When it comes to international contracts, the question of whether an agreement can be governed by two laws is a complex one. Jurisdiction and choice of law are crucial considerations, and the absence of a clear jurisdiction clause can lead to costly and time-consuming court battles. While parties to a contract are generally free to choose their governing law, the decision has significant ramifications for where proceedings may be issued and the associated issues of certainty and flexibility. In certain cases, such as when contracting parties are domiciled in different jurisdictions, careful consideration is required to ensure clarity and avoid potential problems in the event of a dispute.

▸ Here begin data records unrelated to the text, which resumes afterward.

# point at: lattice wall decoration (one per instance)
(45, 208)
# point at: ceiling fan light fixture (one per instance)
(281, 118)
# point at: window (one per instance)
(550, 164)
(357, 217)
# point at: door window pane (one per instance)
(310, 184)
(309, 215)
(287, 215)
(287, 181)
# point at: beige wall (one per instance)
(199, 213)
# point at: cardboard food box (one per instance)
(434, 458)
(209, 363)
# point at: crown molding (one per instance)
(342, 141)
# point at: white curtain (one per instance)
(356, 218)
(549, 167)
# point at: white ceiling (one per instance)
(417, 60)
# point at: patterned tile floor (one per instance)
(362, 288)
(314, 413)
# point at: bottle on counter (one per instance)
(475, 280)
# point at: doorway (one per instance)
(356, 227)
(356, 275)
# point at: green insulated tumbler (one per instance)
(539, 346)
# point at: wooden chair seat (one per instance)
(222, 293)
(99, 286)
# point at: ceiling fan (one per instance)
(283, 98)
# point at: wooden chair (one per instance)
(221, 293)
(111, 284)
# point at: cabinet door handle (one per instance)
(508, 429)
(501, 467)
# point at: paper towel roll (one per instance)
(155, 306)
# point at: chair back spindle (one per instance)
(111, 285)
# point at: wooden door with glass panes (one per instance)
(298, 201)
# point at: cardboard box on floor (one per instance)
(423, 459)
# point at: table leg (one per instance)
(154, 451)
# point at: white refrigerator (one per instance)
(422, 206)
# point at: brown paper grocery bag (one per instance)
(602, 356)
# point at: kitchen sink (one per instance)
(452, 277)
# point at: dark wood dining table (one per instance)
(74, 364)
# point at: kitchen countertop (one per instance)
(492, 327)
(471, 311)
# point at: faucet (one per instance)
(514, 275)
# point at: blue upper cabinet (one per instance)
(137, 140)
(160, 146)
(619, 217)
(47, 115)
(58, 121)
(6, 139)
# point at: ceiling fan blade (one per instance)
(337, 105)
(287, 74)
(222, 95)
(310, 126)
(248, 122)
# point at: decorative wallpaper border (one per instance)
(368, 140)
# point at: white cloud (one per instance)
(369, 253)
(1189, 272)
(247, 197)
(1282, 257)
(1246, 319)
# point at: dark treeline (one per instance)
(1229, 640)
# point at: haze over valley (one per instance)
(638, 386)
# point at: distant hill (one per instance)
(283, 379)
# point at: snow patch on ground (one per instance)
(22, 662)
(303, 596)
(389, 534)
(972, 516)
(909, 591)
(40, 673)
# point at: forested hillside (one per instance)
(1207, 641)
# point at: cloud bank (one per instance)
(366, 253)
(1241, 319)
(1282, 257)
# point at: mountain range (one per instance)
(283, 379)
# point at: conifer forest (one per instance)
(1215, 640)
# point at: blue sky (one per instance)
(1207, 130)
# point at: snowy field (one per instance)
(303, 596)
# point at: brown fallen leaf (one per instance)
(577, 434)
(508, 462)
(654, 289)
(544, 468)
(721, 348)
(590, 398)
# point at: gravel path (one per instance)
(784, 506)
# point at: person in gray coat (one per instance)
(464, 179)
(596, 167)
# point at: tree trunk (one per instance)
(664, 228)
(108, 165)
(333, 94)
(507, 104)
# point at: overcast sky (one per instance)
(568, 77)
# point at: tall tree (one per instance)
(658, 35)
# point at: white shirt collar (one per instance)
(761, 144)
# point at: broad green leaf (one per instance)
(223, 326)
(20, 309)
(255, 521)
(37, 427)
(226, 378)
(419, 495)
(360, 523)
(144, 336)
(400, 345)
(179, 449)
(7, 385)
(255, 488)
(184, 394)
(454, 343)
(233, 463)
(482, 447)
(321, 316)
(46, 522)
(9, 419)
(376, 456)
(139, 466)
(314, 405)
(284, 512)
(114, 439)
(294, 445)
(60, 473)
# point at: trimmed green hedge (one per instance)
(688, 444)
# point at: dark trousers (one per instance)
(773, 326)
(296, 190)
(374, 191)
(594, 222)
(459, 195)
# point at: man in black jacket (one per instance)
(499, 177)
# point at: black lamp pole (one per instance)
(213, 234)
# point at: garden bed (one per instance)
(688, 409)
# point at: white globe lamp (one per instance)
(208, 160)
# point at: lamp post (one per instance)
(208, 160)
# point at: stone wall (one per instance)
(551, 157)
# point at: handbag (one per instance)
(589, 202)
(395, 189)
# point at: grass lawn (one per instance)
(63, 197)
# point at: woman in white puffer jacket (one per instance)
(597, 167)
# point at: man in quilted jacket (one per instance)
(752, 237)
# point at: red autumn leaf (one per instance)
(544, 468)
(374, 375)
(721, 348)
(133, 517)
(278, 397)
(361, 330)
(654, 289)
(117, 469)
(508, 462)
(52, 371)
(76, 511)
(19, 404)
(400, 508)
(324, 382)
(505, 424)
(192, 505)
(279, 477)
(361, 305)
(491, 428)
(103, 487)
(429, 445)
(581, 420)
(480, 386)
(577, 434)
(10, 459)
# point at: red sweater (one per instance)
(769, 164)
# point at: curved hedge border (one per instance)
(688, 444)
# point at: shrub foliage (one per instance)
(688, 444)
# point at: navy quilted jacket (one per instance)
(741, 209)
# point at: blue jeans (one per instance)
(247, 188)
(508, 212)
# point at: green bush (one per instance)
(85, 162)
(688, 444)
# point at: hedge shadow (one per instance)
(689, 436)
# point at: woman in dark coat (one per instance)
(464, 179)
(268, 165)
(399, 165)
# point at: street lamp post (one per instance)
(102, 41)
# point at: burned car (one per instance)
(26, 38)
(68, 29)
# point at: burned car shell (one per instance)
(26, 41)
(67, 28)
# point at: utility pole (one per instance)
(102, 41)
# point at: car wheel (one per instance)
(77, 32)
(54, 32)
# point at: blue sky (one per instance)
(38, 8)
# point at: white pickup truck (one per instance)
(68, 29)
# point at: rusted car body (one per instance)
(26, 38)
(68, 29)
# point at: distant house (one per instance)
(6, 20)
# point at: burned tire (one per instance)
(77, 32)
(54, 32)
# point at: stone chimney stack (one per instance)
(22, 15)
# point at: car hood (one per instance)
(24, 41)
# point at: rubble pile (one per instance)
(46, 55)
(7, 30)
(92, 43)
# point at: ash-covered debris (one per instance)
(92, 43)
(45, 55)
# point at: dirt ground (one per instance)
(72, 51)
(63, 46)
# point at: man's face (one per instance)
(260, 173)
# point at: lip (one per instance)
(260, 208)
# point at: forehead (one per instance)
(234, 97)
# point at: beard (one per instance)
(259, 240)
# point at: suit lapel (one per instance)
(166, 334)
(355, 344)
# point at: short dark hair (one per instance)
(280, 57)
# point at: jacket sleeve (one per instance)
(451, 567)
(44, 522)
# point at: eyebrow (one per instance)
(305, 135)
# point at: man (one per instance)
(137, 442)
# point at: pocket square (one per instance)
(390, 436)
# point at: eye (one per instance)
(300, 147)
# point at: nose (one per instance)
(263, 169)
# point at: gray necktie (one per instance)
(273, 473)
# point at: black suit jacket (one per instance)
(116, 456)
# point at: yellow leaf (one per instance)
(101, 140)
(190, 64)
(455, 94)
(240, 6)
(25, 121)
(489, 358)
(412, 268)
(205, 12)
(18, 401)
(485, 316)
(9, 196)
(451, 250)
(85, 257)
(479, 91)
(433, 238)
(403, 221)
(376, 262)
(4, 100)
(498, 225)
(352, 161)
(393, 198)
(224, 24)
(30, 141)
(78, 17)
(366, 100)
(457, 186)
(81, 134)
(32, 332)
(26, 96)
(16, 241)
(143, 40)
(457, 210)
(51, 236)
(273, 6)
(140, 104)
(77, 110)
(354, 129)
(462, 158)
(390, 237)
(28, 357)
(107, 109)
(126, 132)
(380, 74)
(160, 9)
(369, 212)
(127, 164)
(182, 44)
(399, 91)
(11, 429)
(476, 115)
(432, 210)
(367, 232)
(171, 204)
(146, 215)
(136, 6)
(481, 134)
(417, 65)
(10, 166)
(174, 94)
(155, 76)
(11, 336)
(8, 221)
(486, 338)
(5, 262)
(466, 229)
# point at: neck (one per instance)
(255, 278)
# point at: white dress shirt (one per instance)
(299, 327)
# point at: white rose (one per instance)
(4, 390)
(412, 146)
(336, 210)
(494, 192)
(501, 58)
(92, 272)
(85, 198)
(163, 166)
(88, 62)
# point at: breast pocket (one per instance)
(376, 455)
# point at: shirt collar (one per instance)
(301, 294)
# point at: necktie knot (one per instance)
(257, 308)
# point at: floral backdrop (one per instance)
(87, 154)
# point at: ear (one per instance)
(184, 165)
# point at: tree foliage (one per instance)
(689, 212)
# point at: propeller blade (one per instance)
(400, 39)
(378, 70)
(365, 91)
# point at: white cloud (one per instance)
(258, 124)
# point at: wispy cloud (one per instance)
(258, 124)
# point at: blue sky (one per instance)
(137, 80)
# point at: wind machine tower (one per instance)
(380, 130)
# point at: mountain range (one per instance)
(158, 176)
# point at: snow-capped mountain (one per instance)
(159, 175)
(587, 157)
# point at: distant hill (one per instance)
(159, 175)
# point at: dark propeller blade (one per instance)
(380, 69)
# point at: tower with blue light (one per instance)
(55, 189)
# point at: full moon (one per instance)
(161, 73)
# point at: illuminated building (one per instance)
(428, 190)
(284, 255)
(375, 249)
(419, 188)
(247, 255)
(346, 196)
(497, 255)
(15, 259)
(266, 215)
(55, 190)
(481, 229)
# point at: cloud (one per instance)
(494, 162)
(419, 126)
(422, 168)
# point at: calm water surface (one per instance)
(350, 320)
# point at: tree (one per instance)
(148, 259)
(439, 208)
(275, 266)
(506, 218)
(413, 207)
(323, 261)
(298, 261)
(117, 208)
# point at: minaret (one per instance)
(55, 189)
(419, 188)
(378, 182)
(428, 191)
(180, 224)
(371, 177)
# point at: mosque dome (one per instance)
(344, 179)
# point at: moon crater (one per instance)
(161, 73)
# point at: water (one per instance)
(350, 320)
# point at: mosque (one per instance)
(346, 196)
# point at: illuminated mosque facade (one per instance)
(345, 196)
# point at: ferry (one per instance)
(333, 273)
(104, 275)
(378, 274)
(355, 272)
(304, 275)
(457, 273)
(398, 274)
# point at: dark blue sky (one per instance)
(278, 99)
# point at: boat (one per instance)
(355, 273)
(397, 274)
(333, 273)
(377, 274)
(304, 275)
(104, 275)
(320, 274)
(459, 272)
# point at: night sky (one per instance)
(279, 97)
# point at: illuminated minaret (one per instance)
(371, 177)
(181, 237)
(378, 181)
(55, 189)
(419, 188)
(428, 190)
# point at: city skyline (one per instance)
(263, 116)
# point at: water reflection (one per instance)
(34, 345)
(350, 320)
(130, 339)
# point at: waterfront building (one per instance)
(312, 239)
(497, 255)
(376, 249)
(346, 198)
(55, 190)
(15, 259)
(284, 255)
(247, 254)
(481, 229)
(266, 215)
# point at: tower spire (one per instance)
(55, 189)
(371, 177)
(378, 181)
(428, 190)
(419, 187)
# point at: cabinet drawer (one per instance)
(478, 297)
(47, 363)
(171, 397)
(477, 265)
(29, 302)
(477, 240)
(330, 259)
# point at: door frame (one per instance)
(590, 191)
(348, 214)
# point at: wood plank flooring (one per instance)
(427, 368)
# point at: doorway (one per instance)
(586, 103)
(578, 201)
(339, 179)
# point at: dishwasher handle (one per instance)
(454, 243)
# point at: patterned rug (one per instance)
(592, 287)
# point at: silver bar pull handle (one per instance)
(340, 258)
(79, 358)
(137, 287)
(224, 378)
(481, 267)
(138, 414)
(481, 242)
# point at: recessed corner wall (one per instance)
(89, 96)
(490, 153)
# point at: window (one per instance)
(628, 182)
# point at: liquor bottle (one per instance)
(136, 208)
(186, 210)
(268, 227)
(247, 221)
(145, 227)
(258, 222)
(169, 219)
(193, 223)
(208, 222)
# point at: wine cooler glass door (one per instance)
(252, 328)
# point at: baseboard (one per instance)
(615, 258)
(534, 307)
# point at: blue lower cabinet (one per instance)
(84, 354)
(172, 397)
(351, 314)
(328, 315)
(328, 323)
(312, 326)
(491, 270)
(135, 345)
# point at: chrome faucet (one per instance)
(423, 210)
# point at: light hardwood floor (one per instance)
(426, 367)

Characteristics | Values |
---|---|
Can an agreement be governed by two laws? | Yes, a contract can be made in two different jurisdictions, as held by the High Court. |
Jurisdiction clause | It is essential in any international contract to keep the expense and complexity of litigation down. |
Governing law | The parties to a contract are free to choose the governing law, and it need not have any connection with the location of the contracting parties or the subject matter of the contract. |
Choice of law | The choice of law should be a country's law, as illustrated by the case of Beximco Pharmaceuticals Ltd v Shamil Bank of Bahrain EC. |
Arbitration | Arbitral tribunals can decide disputes in accordance with the law chosen by the parties or other considerations agreed upon by them. |
Jurisdiction and choice of law | These clauses should be carefully considered to provide certainty and clarity and to avoid potential problems in case of a dispute. |
What You'll Learn
International contracts, one agreement, two jurisdictions
International contracts can be complex, and it is not uncommon for one agreement to fall under two jurisdictions. The main contracting parties may be based in two different countries, and the contract's performance could even take place in a third country, further complicating matters. This makes it crucial to determine which legal system will govern the contract.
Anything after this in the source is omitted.